Bana, benim bakış ve düşünüşüme göre, yapılanlar yerli yerince, ihtiyaçtan zorunluluktan dolayı yapılmıştır.

Ortada bir rant kokusunun, bir rant olayının, bir dükkan, bir çarşı, pazar konusunun olmaması bütün kaygıları, kuşkuları, alınganlıkları silip atıyor.

Şimdi, bir deprem sebeple bu tarihi camiye el atılmış bir kere, öyleyse her şeye, yeniden bakmak, her ihtiyaca uygun değerlendirme yapmak gerekmez mi?

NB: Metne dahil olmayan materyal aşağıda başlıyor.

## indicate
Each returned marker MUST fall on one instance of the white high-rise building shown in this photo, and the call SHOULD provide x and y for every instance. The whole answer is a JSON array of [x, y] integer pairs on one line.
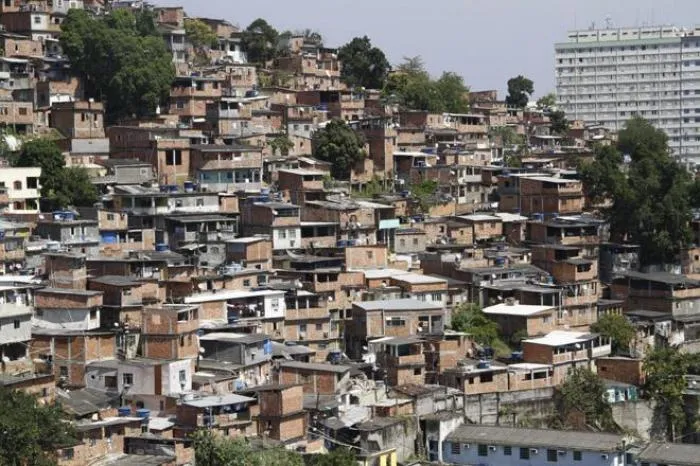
[[606, 76]]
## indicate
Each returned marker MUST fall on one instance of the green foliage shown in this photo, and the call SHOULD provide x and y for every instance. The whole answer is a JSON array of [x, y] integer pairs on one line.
[[558, 123], [513, 144], [651, 200], [338, 457], [259, 41], [616, 327], [425, 194], [30, 433], [120, 60], [77, 188], [211, 450], [469, 318], [60, 186], [202, 38], [281, 145], [547, 101], [363, 64], [520, 89], [413, 88], [583, 393], [339, 144], [199, 34], [664, 368]]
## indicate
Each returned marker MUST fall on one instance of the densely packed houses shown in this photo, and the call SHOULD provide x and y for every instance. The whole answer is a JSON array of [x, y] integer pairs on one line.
[[222, 283]]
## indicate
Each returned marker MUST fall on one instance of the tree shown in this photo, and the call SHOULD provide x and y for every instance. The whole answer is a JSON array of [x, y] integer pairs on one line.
[[452, 92], [520, 89], [425, 193], [650, 197], [664, 368], [547, 101], [413, 88], [281, 145], [583, 394], [78, 188], [363, 64], [259, 41], [616, 327], [60, 186], [44, 153], [512, 143], [340, 145], [211, 450], [558, 122], [120, 59], [202, 38], [337, 457], [470, 319], [30, 432]]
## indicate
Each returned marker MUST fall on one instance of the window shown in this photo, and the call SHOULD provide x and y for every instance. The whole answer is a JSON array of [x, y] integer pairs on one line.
[[173, 157]]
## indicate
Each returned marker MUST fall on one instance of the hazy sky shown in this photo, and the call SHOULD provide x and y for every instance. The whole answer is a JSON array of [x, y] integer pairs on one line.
[[487, 41]]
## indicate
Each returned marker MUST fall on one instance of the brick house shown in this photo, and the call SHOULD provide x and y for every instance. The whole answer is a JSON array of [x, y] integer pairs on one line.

Mesela, bu çeşmelere bakılmasa, su akıttığı anlaşılmasa da ileride bu yüzden cami yıkılsa, bu restorasyonu yapanlar sorumlu tutulmayacaklar, eleştirilmeyecekler mi?

Konulan mermer plakalara gelince, görüntüyü, güzelliği bozmamak ve ihtiyacı da karşılamak bakımında gereken titizlik gösterilmiş bence.

Renkler cami duvarlarıyla, çevreyle uyumlu, yükseklik de öncekinden en fazla yarım metre kadar fazla.

Kaldı ki, Caminin bu tarafında seyirlik bir alan yok. Hemen dükkanlar başlıyor.

Bu nedenle dikkate değer bir görüntü kaybının olduğu da söylenemez.

Yeni Camimiz arka yüzünden, ufuktan doğan bir güneş gibi bütün güzelliği, bütün ihtişamıyla, avuç içindeymiş gibi görünüyor zaten.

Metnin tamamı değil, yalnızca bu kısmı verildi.